Key benefits of a CBP3 to MMSD
  • MMSD and communities retain ownership, governance and decision authority.
  • MMSD and communities retain program savings.
  • Accelerated delivery of a large number of projects.
  • Private partner compensated on performance and achievement of aligned goals and objectives.
  • Private partner retains risk for project delivery, maintenance, etc.
  • Partner is responsible for the achievement of goals through the management of design, build, operation and maintenance processes.
  • Workforce development, economic development, and other socially driven goals can be a CBP3 contract requirement.
Key benefits of an EIB to MMSD
  • Ease of execution and access to new sources of impact capital, which can accelerate funding for innovative uses.
  • Lack of a long-term encumbrance of an asset.
  • High degree of flexibility to scale innovations and transfer risks from pilot projects.
  • Meet the borrowers’ environmental and social objectives.
  • Possibility of engaging multiple payors who benefit from green infrastructure projects (e.g., housing authority, economic development, public health, etc).
  • Ability to use a variety of preferred delivery methods with the public borrower(s) retaining or transferring construction and maintenance risks to the private partner.
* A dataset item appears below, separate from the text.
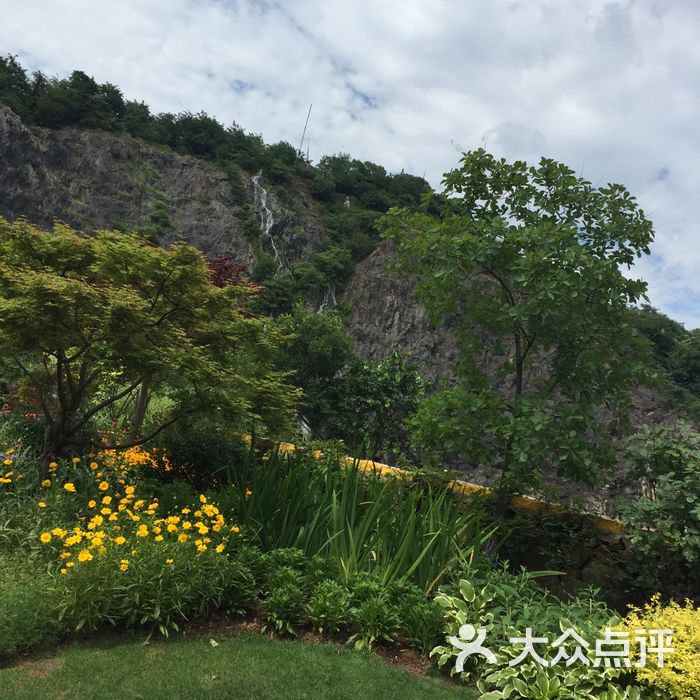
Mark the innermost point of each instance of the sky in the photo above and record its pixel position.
(612, 89)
Market-based Alternative Delivery and Finance Options to Implement Large-scale Green Infrastructure: Recommendations to the Northeast Ohio Regional Sewer District

A set of public-private partnership options were analyzed for NEORSD that included a CBP3, an EIB, and stormwater credit trading. Of these, stormwater credit trading emerged as the preferred partnership model for NEORSD. To have a successful credit trading program, NEORSD will need to to enact a new low-impact development ordinance, and an in-lieu option as well as a purchase guarantee of credits.
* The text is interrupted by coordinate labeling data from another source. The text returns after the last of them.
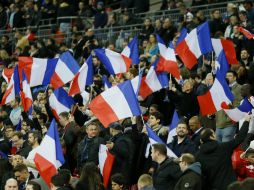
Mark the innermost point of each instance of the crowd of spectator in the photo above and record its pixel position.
(214, 152)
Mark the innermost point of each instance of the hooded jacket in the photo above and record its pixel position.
(216, 163)
(191, 178)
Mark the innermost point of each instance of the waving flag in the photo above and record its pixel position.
(167, 60)
(216, 98)
(238, 113)
(66, 69)
(172, 128)
(226, 47)
(13, 88)
(83, 78)
(114, 62)
(195, 44)
(106, 161)
(152, 82)
(246, 33)
(59, 102)
(26, 95)
(49, 156)
(106, 83)
(7, 73)
(153, 138)
(38, 71)
(131, 51)
(116, 103)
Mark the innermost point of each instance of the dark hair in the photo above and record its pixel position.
(161, 148)
(118, 178)
(20, 168)
(35, 185)
(90, 173)
(206, 134)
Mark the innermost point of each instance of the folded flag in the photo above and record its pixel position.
(26, 95)
(83, 78)
(114, 62)
(246, 33)
(106, 161)
(216, 98)
(66, 69)
(172, 128)
(38, 71)
(131, 51)
(59, 102)
(167, 61)
(13, 88)
(238, 113)
(153, 138)
(7, 73)
(118, 102)
(226, 46)
(49, 156)
(195, 44)
(153, 81)
(106, 83)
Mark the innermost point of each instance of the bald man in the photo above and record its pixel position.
(196, 129)
(11, 184)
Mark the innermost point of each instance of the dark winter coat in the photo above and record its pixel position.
(216, 163)
(166, 175)
(191, 178)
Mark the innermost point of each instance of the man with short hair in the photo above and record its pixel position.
(11, 184)
(191, 178)
(215, 157)
(181, 142)
(22, 146)
(167, 172)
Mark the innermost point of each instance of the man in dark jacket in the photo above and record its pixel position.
(88, 148)
(122, 148)
(167, 172)
(215, 157)
(191, 178)
(181, 142)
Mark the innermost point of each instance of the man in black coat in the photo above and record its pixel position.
(181, 142)
(123, 149)
(191, 178)
(215, 157)
(167, 172)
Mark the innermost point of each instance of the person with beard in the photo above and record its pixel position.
(181, 143)
(34, 139)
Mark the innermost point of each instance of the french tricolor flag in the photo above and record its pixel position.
(13, 88)
(246, 33)
(118, 102)
(195, 44)
(49, 156)
(131, 51)
(172, 128)
(7, 73)
(106, 161)
(59, 102)
(226, 46)
(26, 95)
(216, 98)
(167, 61)
(83, 78)
(238, 113)
(153, 138)
(106, 82)
(153, 81)
(114, 62)
(38, 71)
(66, 69)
Key Benefits of a Stormwater Trading Framework to NEORSD:

Extension of current program

It is an extension of NEORSD’s current impervious cover fee program.

Retain Ownership and Governance

NEORSD and communities retain ownership, governance and decision authority that guides the framework.

Leverage optimal use

It allows the ability to leverage the uneven rate of economic recovery by prioritizing green infrastructure in areas of lower growth.

Cost-savings

Costs of such a program are largely borne by developers.

Access to private properties

It is a flexible framework that will allow access to private properties in the service area.

Accelerated Delivery

Accelerated delivery of a large number of projects instead of delay due to lack of upfront capital.

Local Workforce Development

Workforce development, economic development, and other socially driven goals can be achieved if the framework is designed appropriately.